Spaz had the team prepared and like I said, he held one of the best defenses in the country to two touchdowns. I think his plan was somewhat hurt by the young guys struggling. I was also disappointed to see senior guys like Brown bite on the misdirection (this surely was a pregame focus). The vanilla scheme was working for most of the game. We only blitzed once in the first half and were often dropping lineman into coverage and sending three. We only went to the blitz late in the game and it worked. It flustered Zabransky and helped keep them from scoring. Because it was so effective, it made me wonder: why didn’t we go to it more often and earlier in the game? I understand and even called for a conservative gameplan against a unique offense. Who knows? We won…but the successful blitzing late left me wondering if we could have completely shut them down with continued pressure.

Special teams: C-

First the good. Williams made some great plays as the gunner. Ohliger kicked without problems. Ayers booted some beauties.

The bad. Obviously the punt return for TD. Here is what I cannot figure out…on the return, Tribble, Silva, Dunbar, Glasper, Pruitt and Ayers all missed tackles. These guys are some of our smartest, most instinctive players. What happens on returns? Hell, Dunbar is usually crashing into anything that moves, yet with the game in question he was lackadaisical on this punt return. Are the coaches telling him to be patient? Are they telling him to maintain his lane to the extreme? Was it just a one-time unit meltdown? I don’t know. But I do know that it keeps happening. The players change. The opponents change. Yet we continue to allow big plays. I don’t know the solution because I don’t have access to the instructions. That return made this game closer than it should have been. When will we fix this?

The other thing that turned into a near choke were our returns in the second half.

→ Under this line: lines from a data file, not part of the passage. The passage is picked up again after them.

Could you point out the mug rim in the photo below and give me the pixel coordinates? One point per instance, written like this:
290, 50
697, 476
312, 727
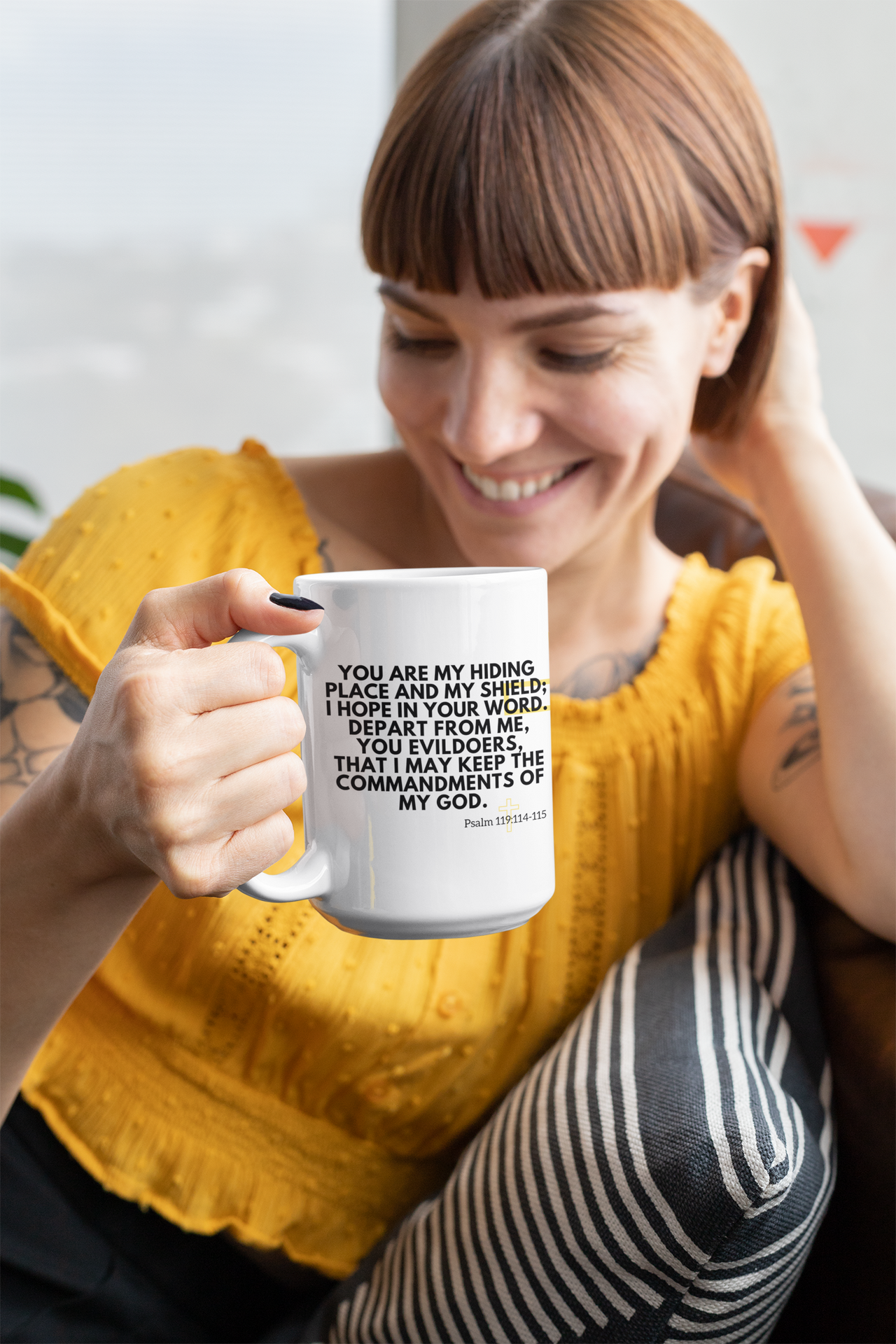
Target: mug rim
434, 575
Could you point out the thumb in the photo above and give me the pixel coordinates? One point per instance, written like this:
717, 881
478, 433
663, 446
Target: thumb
198, 615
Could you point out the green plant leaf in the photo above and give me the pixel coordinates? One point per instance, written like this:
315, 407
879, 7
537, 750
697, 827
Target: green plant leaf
16, 491
15, 545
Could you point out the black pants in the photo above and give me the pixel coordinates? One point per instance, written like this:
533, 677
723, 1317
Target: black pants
83, 1265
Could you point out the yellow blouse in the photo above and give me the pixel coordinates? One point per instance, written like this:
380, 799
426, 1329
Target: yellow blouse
248, 1066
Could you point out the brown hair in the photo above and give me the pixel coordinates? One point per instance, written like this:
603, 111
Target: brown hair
580, 146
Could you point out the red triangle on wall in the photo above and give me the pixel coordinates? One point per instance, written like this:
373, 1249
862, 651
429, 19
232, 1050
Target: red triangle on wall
824, 239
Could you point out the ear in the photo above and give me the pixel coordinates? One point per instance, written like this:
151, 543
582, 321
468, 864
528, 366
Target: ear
732, 309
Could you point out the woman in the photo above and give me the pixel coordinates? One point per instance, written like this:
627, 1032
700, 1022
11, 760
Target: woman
575, 214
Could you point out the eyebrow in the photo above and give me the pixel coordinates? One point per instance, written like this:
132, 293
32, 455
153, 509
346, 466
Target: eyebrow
561, 318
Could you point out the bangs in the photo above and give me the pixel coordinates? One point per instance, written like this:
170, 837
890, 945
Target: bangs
551, 166
580, 147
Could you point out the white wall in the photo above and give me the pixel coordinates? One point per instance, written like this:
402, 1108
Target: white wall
825, 71
181, 201
181, 258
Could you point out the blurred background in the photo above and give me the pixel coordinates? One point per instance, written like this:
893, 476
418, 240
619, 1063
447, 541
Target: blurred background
179, 219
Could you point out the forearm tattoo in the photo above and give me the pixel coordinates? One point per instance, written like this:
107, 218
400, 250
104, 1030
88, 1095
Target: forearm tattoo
39, 708
606, 672
805, 750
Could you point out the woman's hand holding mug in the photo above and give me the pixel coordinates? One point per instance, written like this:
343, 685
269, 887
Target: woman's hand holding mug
181, 771
184, 760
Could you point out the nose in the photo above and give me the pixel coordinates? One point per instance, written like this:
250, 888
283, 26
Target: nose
489, 412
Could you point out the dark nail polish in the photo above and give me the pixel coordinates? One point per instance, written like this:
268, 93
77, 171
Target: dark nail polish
298, 604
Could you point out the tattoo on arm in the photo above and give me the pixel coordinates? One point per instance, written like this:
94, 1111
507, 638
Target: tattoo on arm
606, 672
326, 556
806, 749
39, 707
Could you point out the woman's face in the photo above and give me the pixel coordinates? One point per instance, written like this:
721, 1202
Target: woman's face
543, 425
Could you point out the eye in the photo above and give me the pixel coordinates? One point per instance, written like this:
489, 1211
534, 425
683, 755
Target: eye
429, 349
566, 363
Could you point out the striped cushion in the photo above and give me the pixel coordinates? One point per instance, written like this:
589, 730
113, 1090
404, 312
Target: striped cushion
662, 1172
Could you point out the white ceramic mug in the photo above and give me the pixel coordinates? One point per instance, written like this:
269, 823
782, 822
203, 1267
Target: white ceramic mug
426, 696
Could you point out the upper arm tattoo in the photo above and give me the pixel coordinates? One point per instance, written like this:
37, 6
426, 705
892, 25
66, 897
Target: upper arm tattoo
39, 707
804, 750
606, 672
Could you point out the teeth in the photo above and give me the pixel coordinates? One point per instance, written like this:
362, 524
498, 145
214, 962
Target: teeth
511, 489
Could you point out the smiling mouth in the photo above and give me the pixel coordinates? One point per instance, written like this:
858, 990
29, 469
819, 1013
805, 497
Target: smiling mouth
514, 489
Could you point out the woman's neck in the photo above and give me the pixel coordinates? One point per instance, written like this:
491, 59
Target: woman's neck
608, 609
606, 605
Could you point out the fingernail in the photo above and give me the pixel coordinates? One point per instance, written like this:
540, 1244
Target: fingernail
298, 604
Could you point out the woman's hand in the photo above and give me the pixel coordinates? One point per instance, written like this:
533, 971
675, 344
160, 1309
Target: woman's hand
788, 413
179, 771
184, 760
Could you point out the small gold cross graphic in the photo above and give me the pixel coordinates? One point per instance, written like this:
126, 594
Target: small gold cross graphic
508, 809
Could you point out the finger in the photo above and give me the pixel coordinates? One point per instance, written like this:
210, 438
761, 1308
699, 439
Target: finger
244, 799
237, 737
199, 680
204, 872
199, 615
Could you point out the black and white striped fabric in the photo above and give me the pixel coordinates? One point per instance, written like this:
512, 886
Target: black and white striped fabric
662, 1172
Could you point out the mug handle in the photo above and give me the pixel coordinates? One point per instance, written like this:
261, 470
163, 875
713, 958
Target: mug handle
314, 874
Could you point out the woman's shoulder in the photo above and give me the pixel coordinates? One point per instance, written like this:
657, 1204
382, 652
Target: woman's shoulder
164, 522
739, 631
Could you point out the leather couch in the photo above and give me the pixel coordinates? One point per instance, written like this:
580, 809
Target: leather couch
848, 1289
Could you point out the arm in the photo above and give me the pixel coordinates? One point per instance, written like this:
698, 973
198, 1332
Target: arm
179, 771
817, 771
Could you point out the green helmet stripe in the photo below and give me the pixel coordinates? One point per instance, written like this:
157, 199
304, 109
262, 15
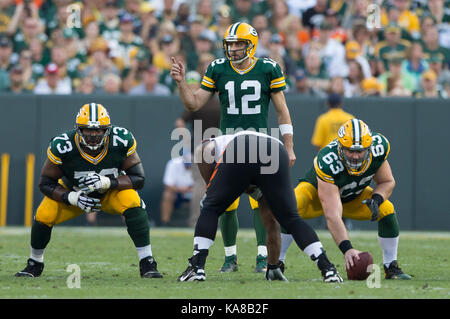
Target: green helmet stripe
234, 28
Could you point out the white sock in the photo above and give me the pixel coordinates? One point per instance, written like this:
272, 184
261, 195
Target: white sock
230, 250
262, 250
145, 251
286, 240
37, 254
202, 243
389, 247
315, 249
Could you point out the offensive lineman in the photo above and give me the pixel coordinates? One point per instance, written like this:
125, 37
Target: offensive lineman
91, 168
245, 85
338, 186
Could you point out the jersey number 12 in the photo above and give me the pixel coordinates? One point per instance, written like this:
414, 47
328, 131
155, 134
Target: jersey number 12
232, 109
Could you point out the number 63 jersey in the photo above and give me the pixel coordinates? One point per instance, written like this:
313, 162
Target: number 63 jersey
244, 94
329, 168
65, 150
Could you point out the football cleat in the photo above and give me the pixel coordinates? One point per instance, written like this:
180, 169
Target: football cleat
281, 265
193, 273
331, 275
261, 263
33, 269
230, 264
275, 273
148, 268
394, 272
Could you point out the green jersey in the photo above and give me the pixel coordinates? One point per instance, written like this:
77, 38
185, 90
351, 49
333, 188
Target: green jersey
329, 167
65, 150
244, 95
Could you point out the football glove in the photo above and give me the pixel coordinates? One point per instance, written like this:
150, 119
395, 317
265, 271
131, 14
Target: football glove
374, 205
88, 204
94, 182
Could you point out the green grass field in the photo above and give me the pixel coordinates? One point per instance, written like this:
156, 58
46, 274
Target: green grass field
109, 267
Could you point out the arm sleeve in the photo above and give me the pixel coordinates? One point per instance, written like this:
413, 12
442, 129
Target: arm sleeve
277, 80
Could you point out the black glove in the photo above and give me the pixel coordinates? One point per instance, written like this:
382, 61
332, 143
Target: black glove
374, 204
88, 204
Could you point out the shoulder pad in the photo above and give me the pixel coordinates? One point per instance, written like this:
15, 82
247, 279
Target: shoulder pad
60, 146
122, 138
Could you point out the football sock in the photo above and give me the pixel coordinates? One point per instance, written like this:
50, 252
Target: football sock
260, 231
389, 247
40, 235
286, 240
388, 236
37, 254
145, 251
138, 226
229, 225
202, 243
262, 250
230, 250
388, 226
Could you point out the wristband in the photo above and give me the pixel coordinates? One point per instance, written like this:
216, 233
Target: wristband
345, 245
65, 198
113, 182
378, 198
286, 129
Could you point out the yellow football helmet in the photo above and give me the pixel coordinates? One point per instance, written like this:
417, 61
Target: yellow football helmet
241, 31
93, 116
355, 136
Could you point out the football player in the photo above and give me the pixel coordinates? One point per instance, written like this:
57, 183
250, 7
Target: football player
338, 186
259, 165
245, 86
91, 168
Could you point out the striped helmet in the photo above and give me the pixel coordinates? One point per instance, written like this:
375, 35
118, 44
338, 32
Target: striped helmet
93, 116
355, 136
241, 31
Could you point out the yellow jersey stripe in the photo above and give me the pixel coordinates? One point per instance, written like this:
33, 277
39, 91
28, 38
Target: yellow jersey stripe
54, 159
278, 80
389, 149
275, 86
205, 78
208, 85
132, 148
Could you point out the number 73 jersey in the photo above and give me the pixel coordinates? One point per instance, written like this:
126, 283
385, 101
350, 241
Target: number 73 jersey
244, 94
65, 150
329, 167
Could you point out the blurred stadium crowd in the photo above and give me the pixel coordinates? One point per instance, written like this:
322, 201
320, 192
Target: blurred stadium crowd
353, 47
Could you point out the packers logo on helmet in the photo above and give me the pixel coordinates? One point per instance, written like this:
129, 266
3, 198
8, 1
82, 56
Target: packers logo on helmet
355, 137
241, 31
93, 116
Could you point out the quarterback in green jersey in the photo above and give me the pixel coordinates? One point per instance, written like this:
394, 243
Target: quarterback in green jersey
338, 185
91, 168
245, 86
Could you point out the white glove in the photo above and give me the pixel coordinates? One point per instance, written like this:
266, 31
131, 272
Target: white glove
88, 204
254, 192
94, 182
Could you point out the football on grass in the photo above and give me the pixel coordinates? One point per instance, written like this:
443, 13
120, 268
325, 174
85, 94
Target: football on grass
360, 269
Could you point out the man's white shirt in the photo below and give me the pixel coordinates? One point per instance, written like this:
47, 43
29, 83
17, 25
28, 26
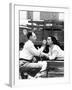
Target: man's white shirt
29, 51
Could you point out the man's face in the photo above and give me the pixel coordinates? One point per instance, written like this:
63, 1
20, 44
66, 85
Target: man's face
33, 37
49, 41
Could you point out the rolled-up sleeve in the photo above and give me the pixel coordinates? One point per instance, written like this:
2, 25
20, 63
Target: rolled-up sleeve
34, 51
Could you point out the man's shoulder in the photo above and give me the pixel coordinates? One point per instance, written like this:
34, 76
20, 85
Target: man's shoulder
28, 43
56, 47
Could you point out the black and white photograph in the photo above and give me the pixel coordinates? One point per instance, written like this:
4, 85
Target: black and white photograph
41, 44
40, 39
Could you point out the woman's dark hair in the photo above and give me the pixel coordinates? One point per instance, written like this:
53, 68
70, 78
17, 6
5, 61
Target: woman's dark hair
29, 34
55, 41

Will fumbled a punt (thank god for Jazzmen paying attention). Tribble and Blackmon both bobbled the wet balls on kick returns. They were probably pressing and the weather was bad. But this has happened in the past too. I think the time has come for a “hands” return man for when the weather is bad or when the game is tight. Sure it might take away the big play, but maybe someone like Toal wouldn’t get butterflies late in a close game. I don’t know who to use, but think a “hands” return man in tight situations is a valid solution.

Overall: B-

If you had told me the score before the game I probably would have been okay with it. But the way it played out left a bad taste in my mouth. I am happy that the Seniors went out with a win, but this game should never have been as close as it was. Regardless, it certainly beats losing.

1 comment:

Jaime Lannister said...

Ron Brace, Raji, Al Washington, we have had a real wealth at DT recently by my criteria (being really fat=good). Washington is not really comparable to the other two, but as a guy who appreciates Norman Hand, Ted Washington, and Gilbert Brown, I am proud to have Brace on our team.

Seriously, the guy is so big I feel like it's entirely possible they'll give him a stress test and put him on the DNP list for next season. Unreal!